In the end only a few boos for Macha Makeieff that were quickly drowned by the applauses. I guess we reached the sad point at which the quantity of boos is proportional to the quality of the director's work in a given show.

For a good show directed by Macha Makeieff see  "Moscow Cheryomushki", recently presented in Lyon.

 Parodi, Karthauser, Chappuis, Gens, Cassi


  1. I've seen the show too. And I don't agree with a few things.
    It was a stuffed wolf. Calisto is the daughter of the wolf Lycaon.
    I don't agree that the satyrs are sexless. They touch themselves constantly from the first moment on and not only in the final part of the show. For example in the second act when Linfea sings that she wants a man they come tail forward and jump on her to rape her. Every time they're on stage they comment the main action by touching themselves in a sexual way.
    Okay the show is not as sexually explicit as David Allen's production or as bizarre as Aldona Farrugia's (Pane and Silvano are conjoined twins) but it is good to see something a bit more elegant for a change in our modern world where when there is sexual explicitness it is often over used and over the top.
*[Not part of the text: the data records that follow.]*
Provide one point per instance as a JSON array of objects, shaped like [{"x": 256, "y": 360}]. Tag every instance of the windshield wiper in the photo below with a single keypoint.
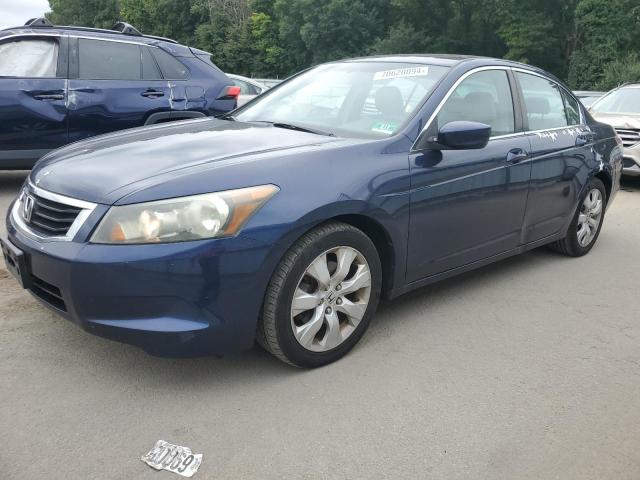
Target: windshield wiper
[{"x": 298, "y": 128}]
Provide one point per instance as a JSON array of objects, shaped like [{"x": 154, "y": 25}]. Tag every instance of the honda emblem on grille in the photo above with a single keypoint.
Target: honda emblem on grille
[{"x": 27, "y": 207}]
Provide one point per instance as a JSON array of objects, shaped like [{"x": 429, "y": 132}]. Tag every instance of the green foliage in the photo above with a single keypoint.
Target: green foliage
[
  {"x": 607, "y": 32},
  {"x": 624, "y": 70},
  {"x": 93, "y": 13},
  {"x": 592, "y": 43}
]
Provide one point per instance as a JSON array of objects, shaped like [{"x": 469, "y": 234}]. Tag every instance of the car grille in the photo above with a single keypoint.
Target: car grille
[
  {"x": 48, "y": 293},
  {"x": 49, "y": 218},
  {"x": 629, "y": 138}
]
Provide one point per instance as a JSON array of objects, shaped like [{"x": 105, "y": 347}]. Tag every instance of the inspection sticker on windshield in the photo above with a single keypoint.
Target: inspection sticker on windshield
[
  {"x": 384, "y": 127},
  {"x": 176, "y": 459},
  {"x": 402, "y": 73}
]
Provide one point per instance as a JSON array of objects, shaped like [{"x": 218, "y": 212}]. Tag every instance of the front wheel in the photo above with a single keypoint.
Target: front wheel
[
  {"x": 321, "y": 297},
  {"x": 587, "y": 222}
]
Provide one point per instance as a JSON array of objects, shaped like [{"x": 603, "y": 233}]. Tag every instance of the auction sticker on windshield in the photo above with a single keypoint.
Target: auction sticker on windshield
[
  {"x": 402, "y": 73},
  {"x": 174, "y": 458}
]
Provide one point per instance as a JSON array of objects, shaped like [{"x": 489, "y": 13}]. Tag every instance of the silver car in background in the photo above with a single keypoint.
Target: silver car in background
[
  {"x": 620, "y": 108},
  {"x": 249, "y": 88}
]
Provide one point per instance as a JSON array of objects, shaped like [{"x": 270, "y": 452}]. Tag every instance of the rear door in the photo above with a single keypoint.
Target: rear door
[
  {"x": 33, "y": 94},
  {"x": 562, "y": 154},
  {"x": 114, "y": 85}
]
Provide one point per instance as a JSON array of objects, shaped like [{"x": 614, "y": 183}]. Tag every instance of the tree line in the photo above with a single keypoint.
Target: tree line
[{"x": 592, "y": 44}]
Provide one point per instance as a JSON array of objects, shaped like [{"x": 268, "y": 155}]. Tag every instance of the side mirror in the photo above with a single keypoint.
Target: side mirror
[{"x": 458, "y": 136}]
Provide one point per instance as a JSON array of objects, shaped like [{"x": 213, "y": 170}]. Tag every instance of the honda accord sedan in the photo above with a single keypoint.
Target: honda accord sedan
[{"x": 289, "y": 219}]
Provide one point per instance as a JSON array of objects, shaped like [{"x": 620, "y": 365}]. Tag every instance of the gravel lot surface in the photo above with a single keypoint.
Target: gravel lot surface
[{"x": 529, "y": 368}]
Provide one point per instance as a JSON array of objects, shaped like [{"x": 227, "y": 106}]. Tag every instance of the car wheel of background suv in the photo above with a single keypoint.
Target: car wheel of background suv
[{"x": 321, "y": 297}]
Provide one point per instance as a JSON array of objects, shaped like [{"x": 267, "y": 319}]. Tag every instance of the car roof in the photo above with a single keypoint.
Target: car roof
[
  {"x": 97, "y": 33},
  {"x": 448, "y": 60},
  {"x": 246, "y": 79}
]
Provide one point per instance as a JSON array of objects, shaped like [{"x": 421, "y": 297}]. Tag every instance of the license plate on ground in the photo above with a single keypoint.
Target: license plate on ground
[
  {"x": 15, "y": 261},
  {"x": 176, "y": 459}
]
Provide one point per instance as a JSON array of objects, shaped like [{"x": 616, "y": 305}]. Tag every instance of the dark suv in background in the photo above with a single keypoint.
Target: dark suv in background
[{"x": 62, "y": 84}]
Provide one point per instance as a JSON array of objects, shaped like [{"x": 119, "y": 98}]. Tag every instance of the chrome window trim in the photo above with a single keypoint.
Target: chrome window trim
[
  {"x": 580, "y": 106},
  {"x": 70, "y": 35},
  {"x": 450, "y": 92},
  {"x": 19, "y": 223},
  {"x": 506, "y": 69}
]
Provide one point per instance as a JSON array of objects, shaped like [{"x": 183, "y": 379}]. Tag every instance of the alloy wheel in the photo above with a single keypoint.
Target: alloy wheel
[
  {"x": 331, "y": 299},
  {"x": 590, "y": 217}
]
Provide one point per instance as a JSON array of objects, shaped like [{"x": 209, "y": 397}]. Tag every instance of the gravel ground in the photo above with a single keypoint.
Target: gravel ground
[{"x": 529, "y": 368}]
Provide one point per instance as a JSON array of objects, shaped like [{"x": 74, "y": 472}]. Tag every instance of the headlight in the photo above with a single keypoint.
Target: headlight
[{"x": 181, "y": 219}]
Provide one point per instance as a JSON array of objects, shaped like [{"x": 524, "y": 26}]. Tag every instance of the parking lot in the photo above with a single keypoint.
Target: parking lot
[{"x": 529, "y": 368}]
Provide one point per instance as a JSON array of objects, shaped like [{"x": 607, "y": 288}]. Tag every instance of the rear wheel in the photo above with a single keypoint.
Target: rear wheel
[
  {"x": 322, "y": 296},
  {"x": 587, "y": 222}
]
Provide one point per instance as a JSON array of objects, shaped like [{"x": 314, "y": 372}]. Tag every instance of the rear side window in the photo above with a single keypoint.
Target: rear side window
[
  {"x": 544, "y": 103},
  {"x": 105, "y": 60},
  {"x": 150, "y": 70},
  {"x": 32, "y": 58},
  {"x": 171, "y": 68},
  {"x": 483, "y": 97},
  {"x": 572, "y": 109}
]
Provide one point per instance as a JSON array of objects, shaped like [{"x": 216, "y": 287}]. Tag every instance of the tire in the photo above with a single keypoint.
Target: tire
[
  {"x": 571, "y": 244},
  {"x": 280, "y": 323}
]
Also the director chose to set the opera in the 20ies/30ies and at that time there were still a lot of taboo.
    It is true that Christophe Rousset has chosen 13 musicians and that they are too many but René Jacobs chose 20. The opera was written for a small opera house and nowadays our opera houses are much bigger so a lot of conductors hesitate to hire as few musicians as at Cavalli's time.

    Pardon my English if I have made a few mistakes.

  2. Thanks for your note :)
    I'm guilty as charged re your explanation about the wolf. HOWEVER (ha!) is that reference really necessary? Isn't there any other way to convey that information to a spectator instead of fetching a creepy stuffed wolf?

    Yes, the satyrs did jiggle their tails a little but that's so 19th century in terms of audacity ;)

    I didn't mean to say it was necessary to make it sexually explicit by exhibiting more nudity. It was possible to make it more sexually charged by innuendos. With a text so rich, the possibilities were countless, and she opted to make a show pretty but boring.

    Don't get me wrong! I don't regret to have seen it. It's just that I regret that so much more could have been done with this witty libretto.